Our data indicate that the compound has an ability to modulate the Ndc80-microtubule interaction in vitro. Live cell imaging and immunofluorescence assays showed that VTT-006 treated cells exhibited partial chromosome misalignment with cold stable kinetochore-microtubule attachments and reduced inter-kinetochore tension. These results are consistent with the study by Tooley et al. reporting chromosome misalignment, reduced inter-kinetochore tension and mitotic arrest in cells with mutations in Hec1 CHD at Lys residues 89, 115 and 116 [9], and the study by Sundin et al. reporting chromosome misalignment along with cold stable microtubules and reduced inter-kinetochore tension in cells with mutations in Hec1 binding partner Nuf2 CHD [34]. Thus, treatment of cells with VTT-006 produced a similar phenotype as mutation of key microtubule binding residues in the two CHDs of the Ndc80 complex. Lastly, chromosome movements including metaphase oscillations were clearly dampened in VTT-006 treated cells. Switches in chromosome movements originate from changes in kinetochore microtubule dynamics and kinetochore tension [55]. Interestingly, Hec1 has been reported to directly regulate microtubule dynamics [52]. In addition to this, the phosphorylation status of the tail region of Hec1 was shown to correlate with the amplitude of oscillation [56]. Together these data imply that the reduced metaphase plate oscillations observed in VTT-006 treated cells result from compound induced alterations in kinetochore microtubule dynamics and/or tension.
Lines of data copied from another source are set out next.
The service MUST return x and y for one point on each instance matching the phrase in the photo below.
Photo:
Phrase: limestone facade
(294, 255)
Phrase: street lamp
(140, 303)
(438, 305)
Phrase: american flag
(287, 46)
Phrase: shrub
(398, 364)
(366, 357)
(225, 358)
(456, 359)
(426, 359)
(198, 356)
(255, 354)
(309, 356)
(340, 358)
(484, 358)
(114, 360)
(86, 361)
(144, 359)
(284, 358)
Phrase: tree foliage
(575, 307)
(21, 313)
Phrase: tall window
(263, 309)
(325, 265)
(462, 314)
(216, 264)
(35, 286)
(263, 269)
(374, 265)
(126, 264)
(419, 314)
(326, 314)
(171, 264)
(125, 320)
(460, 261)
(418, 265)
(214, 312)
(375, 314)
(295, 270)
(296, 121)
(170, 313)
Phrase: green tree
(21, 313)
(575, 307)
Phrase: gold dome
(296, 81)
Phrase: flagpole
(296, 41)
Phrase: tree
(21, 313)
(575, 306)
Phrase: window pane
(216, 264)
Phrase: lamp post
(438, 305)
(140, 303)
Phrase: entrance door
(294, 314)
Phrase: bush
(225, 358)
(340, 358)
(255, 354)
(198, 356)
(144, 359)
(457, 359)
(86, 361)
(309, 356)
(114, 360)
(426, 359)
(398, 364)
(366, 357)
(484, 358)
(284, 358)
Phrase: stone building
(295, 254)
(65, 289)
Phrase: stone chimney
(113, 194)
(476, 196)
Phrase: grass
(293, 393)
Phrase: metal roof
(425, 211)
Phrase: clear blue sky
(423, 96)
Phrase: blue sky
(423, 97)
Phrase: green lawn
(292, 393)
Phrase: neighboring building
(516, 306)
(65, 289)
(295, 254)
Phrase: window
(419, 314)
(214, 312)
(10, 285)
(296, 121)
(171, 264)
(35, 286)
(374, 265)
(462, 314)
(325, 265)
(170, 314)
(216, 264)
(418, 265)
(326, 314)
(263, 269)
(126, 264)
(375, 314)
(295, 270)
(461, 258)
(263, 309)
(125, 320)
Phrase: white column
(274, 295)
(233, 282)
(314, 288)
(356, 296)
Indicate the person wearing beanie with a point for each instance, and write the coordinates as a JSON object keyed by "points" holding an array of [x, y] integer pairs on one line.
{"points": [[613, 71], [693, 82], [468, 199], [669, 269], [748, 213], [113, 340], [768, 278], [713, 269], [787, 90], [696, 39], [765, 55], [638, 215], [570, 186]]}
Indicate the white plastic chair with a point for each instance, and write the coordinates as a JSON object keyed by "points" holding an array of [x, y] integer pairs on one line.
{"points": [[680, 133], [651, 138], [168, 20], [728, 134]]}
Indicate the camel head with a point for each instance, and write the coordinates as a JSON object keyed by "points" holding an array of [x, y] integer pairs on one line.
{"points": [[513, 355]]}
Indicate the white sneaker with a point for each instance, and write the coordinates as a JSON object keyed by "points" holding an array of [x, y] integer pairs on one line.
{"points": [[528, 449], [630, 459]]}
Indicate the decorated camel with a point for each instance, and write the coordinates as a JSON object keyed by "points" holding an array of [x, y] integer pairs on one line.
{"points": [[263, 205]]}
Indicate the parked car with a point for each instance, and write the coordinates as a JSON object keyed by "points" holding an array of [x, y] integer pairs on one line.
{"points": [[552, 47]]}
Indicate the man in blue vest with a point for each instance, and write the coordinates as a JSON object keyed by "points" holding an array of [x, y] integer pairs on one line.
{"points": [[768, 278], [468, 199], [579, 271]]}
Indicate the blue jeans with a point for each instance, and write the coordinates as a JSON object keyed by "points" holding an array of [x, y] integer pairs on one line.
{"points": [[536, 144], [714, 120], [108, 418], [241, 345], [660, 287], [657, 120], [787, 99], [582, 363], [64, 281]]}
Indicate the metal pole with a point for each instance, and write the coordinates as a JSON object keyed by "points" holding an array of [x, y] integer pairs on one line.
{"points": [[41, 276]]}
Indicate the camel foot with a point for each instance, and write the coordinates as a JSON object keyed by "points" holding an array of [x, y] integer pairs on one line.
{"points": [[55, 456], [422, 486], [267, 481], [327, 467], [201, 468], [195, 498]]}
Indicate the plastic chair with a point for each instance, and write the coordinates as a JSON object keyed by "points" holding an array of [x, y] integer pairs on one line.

According to the analysis of time-lapse filmed cells, initial chromosome capture and lateral sliding along a microtubule soon after NEB appeared to be intact, which is in line with earlier findings showing Ndc80 is not required for lateral connections, which are thought to be mediated by dynein and Cenp-E [30, 32]. Moreover, all chromosomes in VTT-006 treated cells were capable of establishing connections with spindle microtubules as they exhibited movements in the vicinity of spindle poles or migrated to the metaphase plate. Importantly, the addition of VTT-006 on MG132 pre-treated metaphase cells led to a rapid impairment of metaphase chromosome alignment, which suggests that the defect in chromosome attachments also compromised the ability of cells to maintain amphitelic chromosome attachments. The extent of chromosome misalignment varied between individual cells and chromosomes within a cell. Some cells exhibited a few unaligned chromosomes while other chromosomes congressed to the metaphase plate. In some cells, most or all chromosomes remained unaligned after NEB until the cells died several hours later. At the moment we have no evidence-based explanation why some chromosomes are more sensitive to VTT-006 than others. This could reflect variability in the attachment dynamics between individual chromosomes to microtubules making them more or less vulnerable to VTT-006. Alternatively, there can be differences in the pharmacokinetics of VTT-006 at the level of individual kinetochores. For example, the accessibility or binding kinetics of the drug to its binding pocket may vary due to conformational differences between individual Ndc80 complexes. We cannot rule out the possibility that the compound has also other targets, such as microtubules, that can contribute to the phenotype we observe. Future research is warranted to examine the effects of VTT-006 in the presence of mutated Hec1 to evaluate the specificity of the compound.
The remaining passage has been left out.